Petras wyjaśnił, że praca badawcza jest wyjątkowa, ponieważ służy jako duży zasób edukacyjny zorganizowany przez wirtualną grupę badawczą o nazwie Virtual Multiomics Lab, lub VMOL. Z ponad 50 naukowcami z całego świata uczestniczącymi w VMOL jest społecznością opartą na społeczności i o otwartym dostępie. Jej celem jest uproszczenie i demokratyzacja procesu analizy chemicznej, czyniąc go dostępnym dla badaczy na całym świecie, niezależnie od ich pochodzenia lub zasobów.
„Jestem niesamowicie dumny, widząc, jak ten projekt ewoluował w coś znaczącego, angażując ekspertów i studentów z całego świata” — powiedział Abzer Pakkir Shah, doktorant w grupie Petrasa i pierwszy autor artykułu. „Usuwając bariery fizyczne i ekonomiczne, VMOL zapewnia szkolenia w zakresie obliczeniowej spektrometrii masowej i nauki o danych oraz ma na celu uruchomienie wirtualnych projektów badawczych jako nowej formy współpracy naukowej”.

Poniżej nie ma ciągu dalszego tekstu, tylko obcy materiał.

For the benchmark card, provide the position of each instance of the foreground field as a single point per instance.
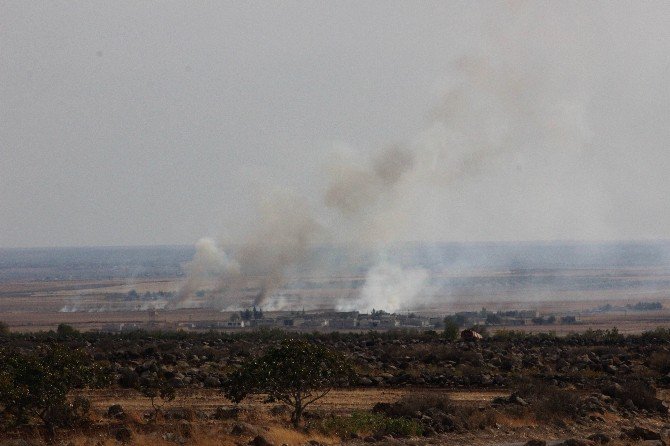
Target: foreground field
(409, 388)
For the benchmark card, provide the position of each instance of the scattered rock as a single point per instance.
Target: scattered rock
(599, 438)
(260, 440)
(122, 434)
(640, 433)
(116, 411)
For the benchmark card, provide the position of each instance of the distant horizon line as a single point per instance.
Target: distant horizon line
(434, 242)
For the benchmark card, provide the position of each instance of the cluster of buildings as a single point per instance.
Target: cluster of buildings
(337, 320)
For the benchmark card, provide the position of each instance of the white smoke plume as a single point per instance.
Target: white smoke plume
(505, 123)
(389, 287)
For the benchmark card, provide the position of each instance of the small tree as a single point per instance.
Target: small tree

Całe oprogramowanie opracowane przez zespół jest bezpłatne i publicznie dostępne. Rozwój oprogramowania został zainicjowany podczas letniej szkoły metabolomiki nieukierunkowanej w 2022 r. na Uniwersytecie w Tybindze, gdzie zespół uruchomił również VMOL.
Petras spodziewa się, że protokół będzie szczególnie przydatny dla badaczy środowiska, naukowców pracujących w dziedzinie biomedycyny, a także badaczy prowadzących badania kliniczne w dziedzinie nauki o mikrobiomie.
„Wszechstronność naszego protokołu rozciąga się na szeroki zakres dziedzin i typów próbek, w tym chemię kombinatoryczną, analizę domieszek oraz śladowe zanieczyszczenia żywności, produktów farmaceutycznych i innych produktów przemysłowych” – powiedział.
Petras uzyskał tytuł magistra biotechnologii na Uniwersytecie Nauk Stosowanych w Darmstadt oraz doktorat z biochemii na Uniwersytecie Technicznym w Berlinie. Prowadził badania podoktoranckie na UC San Diego, gdzie skupiał się na opracowywaniu metod metabolomiki środowiskowej na dużą skalę. W 2021 r. uruchomił Functional Metabolomics Lab na Uniwersytecie w Tybindze. W styczniu 2024 r. dołączył do UCR, gdzie jego laboratorium koncentruje się na opracowywaniu i stosowaniu metod opartych na spektrometrii masowej w celu wizualizacji i oceny wymiany chemicznej w obrębie społeczności mikrobiologicznych.